En un nuevo libro, ‘¿Cómo llegó el Papa a ser infalible?’, propuso una nueva interpretación de la infalibilidad del Papa, comprendiéndola no como el poder de una persona, sino como la permanencia indefectible de la Iglesia en la verdad a pesar de los errores que haya sufrido o siga sufriendo. ‘Indefectibilidad eclesial frente a infalibilidad personal’. El Vaticano I unía ambas. A partir de este instante el problema de fondo es la autoridad en la Iglesia, no solo la del Papa sino las de los obispos.
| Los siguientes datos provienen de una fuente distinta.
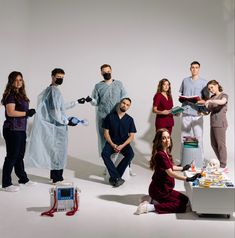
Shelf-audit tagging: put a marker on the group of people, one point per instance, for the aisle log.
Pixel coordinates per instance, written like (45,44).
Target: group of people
(162,197)
(115,130)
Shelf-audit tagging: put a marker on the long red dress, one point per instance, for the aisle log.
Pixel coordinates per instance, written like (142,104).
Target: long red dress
(162,186)
(162,103)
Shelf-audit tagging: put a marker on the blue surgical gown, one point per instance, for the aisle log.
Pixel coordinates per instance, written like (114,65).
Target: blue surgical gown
(106,97)
(48,140)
De esta cuestión deriva también el problema de la interpretación de la Biblia, el valor de las definiciones de los concilios ecuménicos y en general del magisterio eclesiástico.
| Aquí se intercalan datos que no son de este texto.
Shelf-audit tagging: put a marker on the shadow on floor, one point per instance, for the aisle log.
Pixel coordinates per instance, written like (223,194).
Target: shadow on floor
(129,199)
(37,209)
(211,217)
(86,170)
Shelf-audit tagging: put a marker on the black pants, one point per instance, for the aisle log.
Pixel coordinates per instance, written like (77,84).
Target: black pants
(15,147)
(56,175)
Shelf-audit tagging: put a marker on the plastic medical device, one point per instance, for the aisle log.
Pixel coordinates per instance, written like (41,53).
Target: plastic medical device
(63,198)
Desde aquí, ¿qué pensar de los veinte siglos de la Iglesia? ¿Hay en ella continuidad objetiva con la persona y el Evangelio de Jesucristo? ¿Es la palabra que anuncia la Iglesia fiel al Evangelio y, en caso de duda, quién decide? El magisterio de los obispos cedía el paso al magisterio de los teólogos. Este es sagrado también pero, ¿en qué relación está con el colectivo de los obispos? En caso de contraposición, ¿quién decide? En la nueva propuesta, la Iglesia termina siendo una comunidad de elección, y ya no una comunidad de institución a cuyo contenido objetivo más allá de las personas uno se adhiere al creer y ser bautizado. Existen la fe y la libertad del creyente individual, pero ambas están radicadas en la fe y autoridad de la comunidad que a través de la mediación y sucesión apostólica nos conecta con Jesucristo. No meras cuestiones morales o jurídicas, sino estas tres cuestiones teológicas de fondo son las que están en juego en el diálogo entre Küng y las autoridades eclesiales: la autoridad en la Iglesia, la identidad teológica de Jesús de Nazaret, la naturaleza sacramental de la eucaristía. El libro más importante de Küng es ‘Ser cristiano’ (1974). Nada menos que Ratzinger a quien Küng consideró su antagonista, desde el comienzo hasta el fin, escribe: «Ningún lector de este libro podrá o querrá cuestionar la fuerte impresión, que suscitan su colorido, la riqueza y anchura de horizontes que suscita la viveza, con la que describe el retrato de la realidad cristiana». Junto a su riqueza y belleza, el libro suscita graves preguntas sobre la identidad de Jesucristo en su relación con Dios. Tiene bellos párrafos describiendo la misión y acción de Jesús como profeta, representante, lugarteniente, presencia y don de Dios. Pero ¿reconoce en él algo más que una figura en la línea de los profetas del Antiguo Testamento, los filósofos griegos o los místicos orientales?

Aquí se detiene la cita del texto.